My history hero: Martha Lane Fox chooses Hedy Lamarr (1914–2000)
Internet entrepreneur and philanthropist Martha Lane Fox chooses actor and inventor Hedy Lamarr as her history hero
Hedy Lamarr: in profile
Born Hedwig Kiesler in Vienna into a wealthy Jewish family, Hedy Lamarr is best known for starring in hit Hollywood films such as Lady of the Tropics (1939) and Boom Town (1940). She was also a gifted inventor, helping develop a radio guidance system for torpedoes to counter the threat of jamming, patented during the Second World War. The principles of her work are incorporated into Bluetooth and Wi-Fi technology. The six-times-married mother-of-three died a recluse in Florida, aged 85.
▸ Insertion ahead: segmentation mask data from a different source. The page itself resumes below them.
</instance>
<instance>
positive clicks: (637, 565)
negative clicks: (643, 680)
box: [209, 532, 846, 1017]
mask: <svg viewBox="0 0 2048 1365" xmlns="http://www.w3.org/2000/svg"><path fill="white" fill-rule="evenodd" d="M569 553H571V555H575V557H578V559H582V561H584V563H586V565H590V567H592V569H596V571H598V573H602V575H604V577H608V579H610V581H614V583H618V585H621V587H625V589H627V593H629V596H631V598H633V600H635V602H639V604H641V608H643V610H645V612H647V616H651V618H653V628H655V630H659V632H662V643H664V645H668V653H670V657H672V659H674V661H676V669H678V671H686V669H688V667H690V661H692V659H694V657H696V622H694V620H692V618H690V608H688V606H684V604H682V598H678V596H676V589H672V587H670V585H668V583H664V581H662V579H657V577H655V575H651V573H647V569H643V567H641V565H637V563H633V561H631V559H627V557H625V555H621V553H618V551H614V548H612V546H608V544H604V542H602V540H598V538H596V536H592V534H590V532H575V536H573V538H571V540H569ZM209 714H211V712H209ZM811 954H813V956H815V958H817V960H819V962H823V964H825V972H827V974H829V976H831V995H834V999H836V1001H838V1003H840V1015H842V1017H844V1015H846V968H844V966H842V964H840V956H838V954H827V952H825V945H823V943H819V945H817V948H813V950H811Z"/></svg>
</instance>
When did you first hear about Lamarr?
I've been a big fan of her films – Hollywood classics like Cecil B DeMille's biblical romantic drama Samson and Delilah (1949), which I think is absolutely hilarious – ever since my teens. I quite liked her racy personal life and the fact that she was very much her own woman. However, I learnt a lot more about her from an excellent documentary called Bombshell: The Hedy Lamarr Story which I saw a couple of years ago.
What kind of person was she?
She was incredibly talented. I respect anybody who can move between disciplines like she did, and be both a big-screen star and a serious mathematician, whose research all those years ago helped lay the basis for the infrastructure of Wi-Fi. I think that Hedy was a complicated person, which might go some way to explaining her tempestuous private life. She was also a strong character, an amazing actor and a beautiful woman, although at times she felt she had to play down her glamour for people to see her serious side.
What made her a hero?
The number of women who work in the world of technology today is relatively small and, by and large, they’re not well known. So I think we need to raise the profile of women such as Hedy Lamarr who have made such a significant contribution to all the ways in which we now use technology. I’m rather ashamed to admit it, but it was not until the 2000s that I really appreciated just how important a role she played in laying the groundwork for the modern world of technology.
What was Lamarr's finest hour?
It's her career arc that I really admire. Anyone who developed the frequency-hopping system she co-created in the war, which has contributed so significantly to today's communications technology, while also making a lot of films of real note, has to be a pretty impressive person. She also had the first on-screen orgasm in mainstream cinema history, in the 1933 erotic drama Ecstasy [appearing under the name Hedy Kiesler]!
Is there anything you don't particularly admire about her?
As I’ve mentioned, she had a complex personal life, and it’s unfortunate that that eclipses some of her other achievements. I wonder if a man would have had so much written about his private life?
Can you see any parallels between Lamarr's life and your own?
I’m a frustrated actor and would love to have had a successful Hollywood career, but I’m not nearly as racy as Hedy and not a fraction as glamorous! That said, like her, I’ve always tried to do my own thing and be my own person.